C'est un cas d'école de fugue dissociative : sous un stress intolérable, la mémoire autobiographique se verrouille complètement, tandis que le reste du fonctionnement (parler, voyager, interagir) continue normalement. Certaines personnes se construisent même une identité de remplacement le temps de l'épisode. C'est extrêmement rare, presque toujours déclenché par un choc majeur, et le retour à la réalité s'accompagne d'une amnésie totale de la fugue elle-même. Agatha Christie n'en a d'ailleurs jamais parlé publiquement jusqu'à sa mort.

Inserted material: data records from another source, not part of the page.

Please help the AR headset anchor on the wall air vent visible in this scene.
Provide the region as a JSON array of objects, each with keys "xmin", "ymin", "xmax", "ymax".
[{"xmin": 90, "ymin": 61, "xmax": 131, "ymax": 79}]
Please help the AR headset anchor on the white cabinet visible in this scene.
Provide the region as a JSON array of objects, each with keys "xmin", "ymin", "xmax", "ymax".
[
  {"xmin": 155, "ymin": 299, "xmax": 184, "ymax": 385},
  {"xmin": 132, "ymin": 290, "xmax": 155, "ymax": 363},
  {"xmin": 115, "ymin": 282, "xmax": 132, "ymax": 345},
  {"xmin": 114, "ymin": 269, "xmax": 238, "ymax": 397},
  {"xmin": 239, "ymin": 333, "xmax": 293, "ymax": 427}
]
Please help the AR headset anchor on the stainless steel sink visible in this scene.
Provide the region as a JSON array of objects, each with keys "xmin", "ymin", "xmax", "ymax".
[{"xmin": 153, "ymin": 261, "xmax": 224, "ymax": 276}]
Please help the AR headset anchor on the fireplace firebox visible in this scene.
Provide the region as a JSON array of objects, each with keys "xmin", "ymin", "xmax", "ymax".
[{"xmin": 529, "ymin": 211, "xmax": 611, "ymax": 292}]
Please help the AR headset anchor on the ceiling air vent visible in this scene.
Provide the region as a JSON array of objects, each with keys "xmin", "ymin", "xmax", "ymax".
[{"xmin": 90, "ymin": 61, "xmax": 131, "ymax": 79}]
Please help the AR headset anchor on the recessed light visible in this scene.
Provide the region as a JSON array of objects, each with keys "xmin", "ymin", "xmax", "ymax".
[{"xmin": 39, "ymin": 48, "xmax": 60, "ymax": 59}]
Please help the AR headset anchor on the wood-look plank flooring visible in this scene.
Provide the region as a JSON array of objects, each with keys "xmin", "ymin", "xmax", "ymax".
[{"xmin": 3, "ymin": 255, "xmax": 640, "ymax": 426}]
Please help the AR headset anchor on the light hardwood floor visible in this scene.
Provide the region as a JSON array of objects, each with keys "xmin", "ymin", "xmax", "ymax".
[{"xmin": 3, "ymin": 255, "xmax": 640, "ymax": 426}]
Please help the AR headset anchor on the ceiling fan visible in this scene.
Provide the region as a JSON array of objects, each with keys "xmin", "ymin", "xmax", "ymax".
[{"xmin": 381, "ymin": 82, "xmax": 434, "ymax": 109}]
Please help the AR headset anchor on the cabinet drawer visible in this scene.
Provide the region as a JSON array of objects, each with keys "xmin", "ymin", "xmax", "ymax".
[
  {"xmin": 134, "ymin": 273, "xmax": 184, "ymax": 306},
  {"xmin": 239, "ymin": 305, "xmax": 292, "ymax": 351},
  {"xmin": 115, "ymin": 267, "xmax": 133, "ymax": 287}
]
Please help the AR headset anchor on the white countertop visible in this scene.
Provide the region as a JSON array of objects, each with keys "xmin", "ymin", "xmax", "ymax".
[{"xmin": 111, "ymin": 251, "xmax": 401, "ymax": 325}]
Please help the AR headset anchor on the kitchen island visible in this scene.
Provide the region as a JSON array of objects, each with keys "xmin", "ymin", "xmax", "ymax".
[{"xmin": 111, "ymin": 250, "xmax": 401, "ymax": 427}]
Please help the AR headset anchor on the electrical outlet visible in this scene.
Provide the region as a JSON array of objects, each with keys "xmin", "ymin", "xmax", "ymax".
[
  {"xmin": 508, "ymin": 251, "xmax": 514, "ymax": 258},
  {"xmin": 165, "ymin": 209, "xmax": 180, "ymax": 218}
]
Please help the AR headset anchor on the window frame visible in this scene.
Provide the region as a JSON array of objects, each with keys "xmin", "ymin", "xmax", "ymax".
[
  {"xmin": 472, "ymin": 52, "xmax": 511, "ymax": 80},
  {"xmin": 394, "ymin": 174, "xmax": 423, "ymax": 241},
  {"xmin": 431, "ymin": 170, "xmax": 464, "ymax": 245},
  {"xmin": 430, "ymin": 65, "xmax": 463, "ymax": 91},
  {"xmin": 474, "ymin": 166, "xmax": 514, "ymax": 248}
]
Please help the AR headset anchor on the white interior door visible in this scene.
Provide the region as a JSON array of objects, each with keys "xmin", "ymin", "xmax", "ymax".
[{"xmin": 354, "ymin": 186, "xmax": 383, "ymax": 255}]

La misophonie, quand un bruit de bouche déclenche une vraie rage
Le repas de famille où quelqu'un mastique un peu trop fort, et une bouffée de rage disproportionnée monte d'un coup : la misophonie, c'est ça. Certains sons précis (mastication, respiration forte, stylo qui clique) déclenchent une colère ou une panique hors de proportion avec la situation. En 2017, une équipe de l'université de Newcastle a passé au scanner le cerveau de personnes misophones : leur insula, la zone qui gère le dégoût et l'alerte, s'avère anormalement connectée au circuit de la menace. Le cerveau classe littéralement un bruit de bouche dans la même catégorie qu'une agression. Le phénomène toucherait, selon les chiffres cités dans la vidéo, environ une personne sur cinq à des degrés divers.
Et neuf autres troubles au programme
La vidéo détaille aussi le trouble explosif intermittent et ses accès de colère incontrôlables, l'hypochondrie (rebaptisée anxiété de la maladie) nourrie par les recherches Google à 3 h du matin, la dysmorphophobie et son obsession pour un défaut physique invisible aux yeux des autres, le trouble affectif saisonnier qui frappe chaque année au changement d'heure, la cyclothymie, version discrète et sous-diagnostiquée du trouble bipolaire, la trichotillomanie et la dermatillomanie, le stress post-traumatique complexe reconnu seulement depuis 2018, la kleptomanie et son cycle tension-vol-soulagement-honte, et la catatonie, l'un des états les plus spectaculaires de toute la psychiatrie.
Ce que la vidéo apporte en plus
En seize minutes, cette suite va plus loin que la première vidéo en creusant douze troubles souvent vécus sans jamais être nommés, chacun avec son mécanisme expliqué et, quand elle existe, sa piste de traitement. Le message reste le même d'un bout à l'autre : aucun de ces troubles n'est une faiblesse. Ce sont des mécanismes de protection qui ont déraillé, et qui, bien identifiés, se soignent.